Virtual Content Repositories as Content Integration Approach



In essence, content integration is about providing users within an enterprise with a single point of access to all content they need in their daily work.

There are basically two approaches to content integration – consolidation or federation (point to point integration is basically a swearword today). The consolidation approach, to consolidate all content sources into one single enterprise content repository, must however seem like a utopian dream to most large enterprises. Instead, a common way to provide unified access to heterogeneous content in disperse content sources is to implement an enterprise portal solution with content integration taking place at the presentation level. But this integration approach is in my eyes not "real" content integration since it does not offer the possibility to describe, access and search the content in a unified way. Instead, using a federation approach with a virtual content repository could provide these possibilities “behind the scenes” of the portal solution, with the action taking place in the middleware. The promise of virtual content repositories is just to do that - to provide unified access to disparate content sources within an enterprise without any point-to-point integrations or repository consolidation. Especially the possibility to map metadata between different content sources is essential for content integration. Just as content, metadata is usually stored and managed in isolated islands. As Bruce Silver writes “the user needs to be presented with a unified list of attributes independent of the attribute structure of the underlying systems.”

The major benefits with a virtual content repository approach would be that it is relatively cheap and fast compared to consolidation, and that it will still integrate content so that it can be described, accessed and searched in a unified way. In addition "…virtual repositories can simplify the task of compliance by virtue of containing a single set of business processes applicable to all content in all repositories…//...virtual repositories mean organizations can stop debating whether to go with a single or multiple data stores, and instead concentrate on the critical factors that make for a good repository of any size" (R Dukart)

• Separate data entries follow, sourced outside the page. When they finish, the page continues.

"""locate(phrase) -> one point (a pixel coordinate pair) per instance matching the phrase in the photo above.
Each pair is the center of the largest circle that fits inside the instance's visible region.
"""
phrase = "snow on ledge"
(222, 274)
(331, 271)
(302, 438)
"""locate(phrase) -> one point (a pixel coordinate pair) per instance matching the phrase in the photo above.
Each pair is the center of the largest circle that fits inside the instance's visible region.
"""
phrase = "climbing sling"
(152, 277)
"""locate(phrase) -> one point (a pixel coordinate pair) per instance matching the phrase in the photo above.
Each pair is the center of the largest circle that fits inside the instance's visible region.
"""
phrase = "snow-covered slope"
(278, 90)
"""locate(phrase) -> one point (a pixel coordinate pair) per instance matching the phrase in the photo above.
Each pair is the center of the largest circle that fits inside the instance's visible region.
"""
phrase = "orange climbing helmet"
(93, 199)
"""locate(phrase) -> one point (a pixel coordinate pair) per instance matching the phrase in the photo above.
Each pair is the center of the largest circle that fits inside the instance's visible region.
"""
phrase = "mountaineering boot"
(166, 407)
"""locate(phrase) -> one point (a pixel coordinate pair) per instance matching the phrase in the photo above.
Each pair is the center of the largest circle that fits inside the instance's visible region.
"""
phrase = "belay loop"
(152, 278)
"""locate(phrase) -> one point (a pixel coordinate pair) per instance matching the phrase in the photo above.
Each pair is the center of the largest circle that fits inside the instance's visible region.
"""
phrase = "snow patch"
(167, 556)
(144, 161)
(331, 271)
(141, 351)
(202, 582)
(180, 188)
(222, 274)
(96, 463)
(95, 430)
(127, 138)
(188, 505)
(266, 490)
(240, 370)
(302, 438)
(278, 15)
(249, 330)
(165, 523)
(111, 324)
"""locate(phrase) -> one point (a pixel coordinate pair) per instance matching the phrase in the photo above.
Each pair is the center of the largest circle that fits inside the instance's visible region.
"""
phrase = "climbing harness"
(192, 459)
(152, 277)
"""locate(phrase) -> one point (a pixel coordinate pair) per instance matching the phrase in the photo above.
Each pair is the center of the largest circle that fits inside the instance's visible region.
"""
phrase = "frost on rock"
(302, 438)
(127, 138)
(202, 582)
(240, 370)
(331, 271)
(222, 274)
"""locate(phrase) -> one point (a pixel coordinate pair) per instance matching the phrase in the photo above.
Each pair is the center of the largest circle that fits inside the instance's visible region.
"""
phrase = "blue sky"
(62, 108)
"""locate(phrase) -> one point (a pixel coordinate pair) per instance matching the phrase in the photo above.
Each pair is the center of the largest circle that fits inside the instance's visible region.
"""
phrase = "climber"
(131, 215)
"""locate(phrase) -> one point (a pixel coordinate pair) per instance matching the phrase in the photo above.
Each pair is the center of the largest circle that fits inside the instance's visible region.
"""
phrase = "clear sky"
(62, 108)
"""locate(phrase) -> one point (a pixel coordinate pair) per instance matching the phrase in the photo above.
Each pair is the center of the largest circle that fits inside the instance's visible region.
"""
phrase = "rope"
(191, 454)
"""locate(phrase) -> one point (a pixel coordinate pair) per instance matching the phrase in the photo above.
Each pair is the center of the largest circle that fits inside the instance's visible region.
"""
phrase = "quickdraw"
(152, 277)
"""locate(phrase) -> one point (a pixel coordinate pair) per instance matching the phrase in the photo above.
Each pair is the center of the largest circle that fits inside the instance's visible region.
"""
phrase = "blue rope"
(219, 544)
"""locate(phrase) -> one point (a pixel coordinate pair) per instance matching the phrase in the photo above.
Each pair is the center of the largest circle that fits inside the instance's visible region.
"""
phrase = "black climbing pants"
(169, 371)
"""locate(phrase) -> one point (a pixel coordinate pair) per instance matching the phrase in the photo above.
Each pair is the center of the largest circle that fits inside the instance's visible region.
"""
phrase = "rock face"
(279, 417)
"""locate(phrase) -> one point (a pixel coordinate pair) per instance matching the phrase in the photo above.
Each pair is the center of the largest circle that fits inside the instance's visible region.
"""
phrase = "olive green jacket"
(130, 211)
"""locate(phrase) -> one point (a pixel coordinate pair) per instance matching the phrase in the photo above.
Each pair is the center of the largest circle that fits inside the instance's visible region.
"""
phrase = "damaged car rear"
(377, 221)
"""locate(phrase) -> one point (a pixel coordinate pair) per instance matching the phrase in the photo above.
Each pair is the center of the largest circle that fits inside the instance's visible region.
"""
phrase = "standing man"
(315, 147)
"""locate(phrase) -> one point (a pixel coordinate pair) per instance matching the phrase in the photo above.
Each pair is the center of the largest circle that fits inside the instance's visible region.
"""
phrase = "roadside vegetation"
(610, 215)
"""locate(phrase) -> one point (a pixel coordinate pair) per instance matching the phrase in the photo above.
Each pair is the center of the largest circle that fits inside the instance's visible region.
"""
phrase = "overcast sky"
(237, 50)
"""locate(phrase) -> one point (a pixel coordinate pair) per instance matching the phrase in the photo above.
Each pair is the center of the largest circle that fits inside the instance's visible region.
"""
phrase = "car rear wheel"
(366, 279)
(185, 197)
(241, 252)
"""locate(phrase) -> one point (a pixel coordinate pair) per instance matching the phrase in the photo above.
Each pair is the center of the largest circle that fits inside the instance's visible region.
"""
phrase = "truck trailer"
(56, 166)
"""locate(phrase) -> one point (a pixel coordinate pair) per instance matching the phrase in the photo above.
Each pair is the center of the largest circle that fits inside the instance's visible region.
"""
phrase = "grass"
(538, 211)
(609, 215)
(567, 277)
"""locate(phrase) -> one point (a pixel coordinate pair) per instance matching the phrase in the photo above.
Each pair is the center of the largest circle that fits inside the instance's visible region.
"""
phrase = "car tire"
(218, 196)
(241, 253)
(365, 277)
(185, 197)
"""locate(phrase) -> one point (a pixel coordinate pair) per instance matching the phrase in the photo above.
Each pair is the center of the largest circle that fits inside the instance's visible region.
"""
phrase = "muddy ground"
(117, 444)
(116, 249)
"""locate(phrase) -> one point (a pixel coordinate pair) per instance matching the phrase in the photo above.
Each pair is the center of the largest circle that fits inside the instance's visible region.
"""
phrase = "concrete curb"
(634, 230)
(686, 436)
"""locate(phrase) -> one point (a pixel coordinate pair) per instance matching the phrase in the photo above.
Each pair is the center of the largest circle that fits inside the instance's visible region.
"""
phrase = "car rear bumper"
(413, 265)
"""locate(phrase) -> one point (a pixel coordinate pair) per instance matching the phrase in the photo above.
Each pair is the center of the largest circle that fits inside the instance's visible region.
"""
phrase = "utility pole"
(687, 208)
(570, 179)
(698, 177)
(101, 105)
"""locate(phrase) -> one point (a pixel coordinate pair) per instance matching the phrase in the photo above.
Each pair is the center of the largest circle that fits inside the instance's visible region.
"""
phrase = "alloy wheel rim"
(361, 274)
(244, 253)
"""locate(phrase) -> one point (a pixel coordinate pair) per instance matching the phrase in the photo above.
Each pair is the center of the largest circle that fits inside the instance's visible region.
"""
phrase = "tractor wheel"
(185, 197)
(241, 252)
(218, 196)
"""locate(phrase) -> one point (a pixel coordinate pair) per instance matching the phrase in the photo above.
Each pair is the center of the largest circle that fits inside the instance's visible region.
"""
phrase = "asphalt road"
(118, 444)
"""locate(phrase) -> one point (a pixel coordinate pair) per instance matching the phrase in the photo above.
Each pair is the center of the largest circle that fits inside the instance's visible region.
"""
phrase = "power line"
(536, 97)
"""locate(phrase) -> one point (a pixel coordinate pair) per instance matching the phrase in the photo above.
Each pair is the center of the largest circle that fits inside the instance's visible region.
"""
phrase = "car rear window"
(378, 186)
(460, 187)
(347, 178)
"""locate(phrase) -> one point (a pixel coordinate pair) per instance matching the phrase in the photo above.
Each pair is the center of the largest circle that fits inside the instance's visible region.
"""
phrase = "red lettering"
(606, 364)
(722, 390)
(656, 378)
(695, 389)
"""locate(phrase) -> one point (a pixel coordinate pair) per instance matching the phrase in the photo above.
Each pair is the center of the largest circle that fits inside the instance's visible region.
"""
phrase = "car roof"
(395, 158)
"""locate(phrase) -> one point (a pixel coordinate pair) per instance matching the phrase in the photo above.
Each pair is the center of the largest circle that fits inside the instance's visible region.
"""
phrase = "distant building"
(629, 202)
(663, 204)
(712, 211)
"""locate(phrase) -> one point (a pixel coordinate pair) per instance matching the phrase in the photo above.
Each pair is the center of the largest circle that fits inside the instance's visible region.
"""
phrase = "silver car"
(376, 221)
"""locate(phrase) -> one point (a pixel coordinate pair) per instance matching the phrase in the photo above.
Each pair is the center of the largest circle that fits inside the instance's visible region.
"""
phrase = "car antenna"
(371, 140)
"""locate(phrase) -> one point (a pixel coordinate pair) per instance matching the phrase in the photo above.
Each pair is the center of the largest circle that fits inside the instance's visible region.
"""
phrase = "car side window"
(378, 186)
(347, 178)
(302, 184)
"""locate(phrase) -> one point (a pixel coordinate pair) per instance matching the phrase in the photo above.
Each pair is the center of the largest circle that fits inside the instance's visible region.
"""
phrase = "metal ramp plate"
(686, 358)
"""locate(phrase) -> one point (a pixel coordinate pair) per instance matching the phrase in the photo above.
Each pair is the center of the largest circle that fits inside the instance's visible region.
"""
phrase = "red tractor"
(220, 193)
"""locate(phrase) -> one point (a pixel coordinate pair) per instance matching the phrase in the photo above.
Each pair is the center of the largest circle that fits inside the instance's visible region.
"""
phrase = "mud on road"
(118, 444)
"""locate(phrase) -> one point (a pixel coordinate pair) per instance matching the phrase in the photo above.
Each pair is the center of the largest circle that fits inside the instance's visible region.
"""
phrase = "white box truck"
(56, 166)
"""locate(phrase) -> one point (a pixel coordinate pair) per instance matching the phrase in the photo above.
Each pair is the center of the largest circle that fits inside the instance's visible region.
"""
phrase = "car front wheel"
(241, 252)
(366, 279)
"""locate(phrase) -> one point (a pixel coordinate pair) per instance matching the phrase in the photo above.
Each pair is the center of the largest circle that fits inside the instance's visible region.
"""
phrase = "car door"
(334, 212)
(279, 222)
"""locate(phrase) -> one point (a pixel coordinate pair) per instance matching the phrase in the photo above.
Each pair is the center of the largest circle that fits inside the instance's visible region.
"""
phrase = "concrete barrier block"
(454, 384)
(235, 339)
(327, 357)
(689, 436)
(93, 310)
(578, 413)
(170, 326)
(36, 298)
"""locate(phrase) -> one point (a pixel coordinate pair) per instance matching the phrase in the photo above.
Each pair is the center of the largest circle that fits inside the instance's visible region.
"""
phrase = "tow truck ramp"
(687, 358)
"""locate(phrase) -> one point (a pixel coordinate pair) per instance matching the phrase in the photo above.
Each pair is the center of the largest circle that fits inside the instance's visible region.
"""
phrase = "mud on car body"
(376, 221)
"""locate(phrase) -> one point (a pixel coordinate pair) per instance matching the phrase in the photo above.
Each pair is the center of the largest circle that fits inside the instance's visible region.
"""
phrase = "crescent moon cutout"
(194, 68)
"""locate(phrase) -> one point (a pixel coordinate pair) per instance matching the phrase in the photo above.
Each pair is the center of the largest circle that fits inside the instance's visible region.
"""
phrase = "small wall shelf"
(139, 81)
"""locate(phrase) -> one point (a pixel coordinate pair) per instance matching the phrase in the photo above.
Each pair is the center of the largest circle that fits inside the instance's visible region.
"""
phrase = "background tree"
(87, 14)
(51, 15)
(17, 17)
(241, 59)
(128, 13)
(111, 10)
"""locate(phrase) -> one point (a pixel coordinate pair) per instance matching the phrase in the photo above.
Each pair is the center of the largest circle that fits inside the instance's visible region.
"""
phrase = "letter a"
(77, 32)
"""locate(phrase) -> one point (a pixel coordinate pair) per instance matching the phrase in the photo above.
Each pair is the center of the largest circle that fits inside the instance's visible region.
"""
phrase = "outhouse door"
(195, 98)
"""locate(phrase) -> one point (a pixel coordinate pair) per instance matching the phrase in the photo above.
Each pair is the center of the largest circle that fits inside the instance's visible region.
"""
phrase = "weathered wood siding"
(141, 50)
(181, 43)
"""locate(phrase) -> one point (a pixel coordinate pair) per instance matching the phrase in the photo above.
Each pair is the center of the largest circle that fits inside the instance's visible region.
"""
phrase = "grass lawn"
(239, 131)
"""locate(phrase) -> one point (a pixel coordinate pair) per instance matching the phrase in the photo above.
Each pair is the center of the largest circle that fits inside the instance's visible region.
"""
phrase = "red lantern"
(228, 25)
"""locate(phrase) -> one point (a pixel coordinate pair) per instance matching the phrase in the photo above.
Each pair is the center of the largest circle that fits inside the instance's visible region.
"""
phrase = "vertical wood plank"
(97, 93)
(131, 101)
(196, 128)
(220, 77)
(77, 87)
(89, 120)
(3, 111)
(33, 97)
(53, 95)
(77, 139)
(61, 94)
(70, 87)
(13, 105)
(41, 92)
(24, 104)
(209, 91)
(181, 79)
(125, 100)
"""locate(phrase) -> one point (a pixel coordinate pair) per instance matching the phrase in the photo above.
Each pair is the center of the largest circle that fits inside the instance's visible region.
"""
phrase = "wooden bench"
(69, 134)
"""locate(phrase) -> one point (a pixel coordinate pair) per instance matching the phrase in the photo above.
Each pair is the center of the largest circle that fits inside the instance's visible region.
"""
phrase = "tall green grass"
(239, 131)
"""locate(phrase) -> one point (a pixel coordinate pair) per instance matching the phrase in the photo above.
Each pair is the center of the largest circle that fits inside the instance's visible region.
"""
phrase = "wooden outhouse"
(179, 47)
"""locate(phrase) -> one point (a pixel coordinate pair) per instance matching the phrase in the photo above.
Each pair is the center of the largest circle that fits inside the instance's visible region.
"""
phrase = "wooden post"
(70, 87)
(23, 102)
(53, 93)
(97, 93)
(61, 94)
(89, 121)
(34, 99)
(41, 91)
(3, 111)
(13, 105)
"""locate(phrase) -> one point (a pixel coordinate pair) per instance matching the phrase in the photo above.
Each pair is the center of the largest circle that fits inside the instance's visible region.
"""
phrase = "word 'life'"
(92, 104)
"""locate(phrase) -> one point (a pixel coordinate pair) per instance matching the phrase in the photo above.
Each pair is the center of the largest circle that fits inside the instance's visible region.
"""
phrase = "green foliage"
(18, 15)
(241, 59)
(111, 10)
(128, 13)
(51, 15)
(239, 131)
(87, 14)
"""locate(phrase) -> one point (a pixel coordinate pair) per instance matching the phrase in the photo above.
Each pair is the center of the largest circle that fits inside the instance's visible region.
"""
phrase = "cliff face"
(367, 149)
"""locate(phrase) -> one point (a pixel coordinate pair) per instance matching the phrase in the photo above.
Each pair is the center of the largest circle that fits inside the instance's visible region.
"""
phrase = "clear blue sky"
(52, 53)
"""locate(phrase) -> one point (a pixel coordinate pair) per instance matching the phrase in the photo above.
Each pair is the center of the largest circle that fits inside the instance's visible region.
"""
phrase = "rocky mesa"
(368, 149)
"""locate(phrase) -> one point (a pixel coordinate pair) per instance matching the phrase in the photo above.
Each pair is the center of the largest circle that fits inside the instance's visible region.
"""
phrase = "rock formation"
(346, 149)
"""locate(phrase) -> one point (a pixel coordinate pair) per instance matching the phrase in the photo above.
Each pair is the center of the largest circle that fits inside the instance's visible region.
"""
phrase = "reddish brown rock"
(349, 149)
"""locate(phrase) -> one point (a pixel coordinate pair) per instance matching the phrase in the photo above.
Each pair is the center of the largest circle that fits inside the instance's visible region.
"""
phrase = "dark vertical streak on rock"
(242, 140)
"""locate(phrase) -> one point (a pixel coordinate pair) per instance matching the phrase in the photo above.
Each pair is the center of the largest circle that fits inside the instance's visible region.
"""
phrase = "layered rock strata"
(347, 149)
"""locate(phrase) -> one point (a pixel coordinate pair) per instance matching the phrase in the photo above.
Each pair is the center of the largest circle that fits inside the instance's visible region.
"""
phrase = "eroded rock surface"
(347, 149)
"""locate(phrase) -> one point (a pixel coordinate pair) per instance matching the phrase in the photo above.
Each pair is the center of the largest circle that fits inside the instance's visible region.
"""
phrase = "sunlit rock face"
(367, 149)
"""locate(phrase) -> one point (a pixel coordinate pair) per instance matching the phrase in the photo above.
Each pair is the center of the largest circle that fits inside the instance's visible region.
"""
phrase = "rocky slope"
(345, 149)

Major ECM / ECI vendors such as Oracle, IBM, EMC and BEA seem to believe in virtual content repositories for the federation approach, with content being federated to a single virtual repository from any existing content source via a standardized API. Obviously, the key for virtual content repositories to succeed is the use of standardised API:s to access the repository and underlying content sources. JSR 170, the Content Repository API for Java Technology specification developed by Day Software, was the first adopted content repository API standard. The goal with the standard was to “produce a content repository API that provides an implementation independent way to access content bi-directionally on a granular level.” (Day Software). Hence, repositories supporting this standard can be accessed in the same way and the repositories are not tied to any one application. The latest version of the JSR 170 standard, JSR 283, was released in October 2005 by Day Software which leads the specification (and also formed a strategic technology partnership with Oracle in November 2006).

Although still being in an early adoption phase, I believe that virtual content repositories have a future as a content integration approach. Maybe not for "deeper" integration of data in relational databases, but certainly for integrating content such as Office documents, web pages, graphics and e-mails.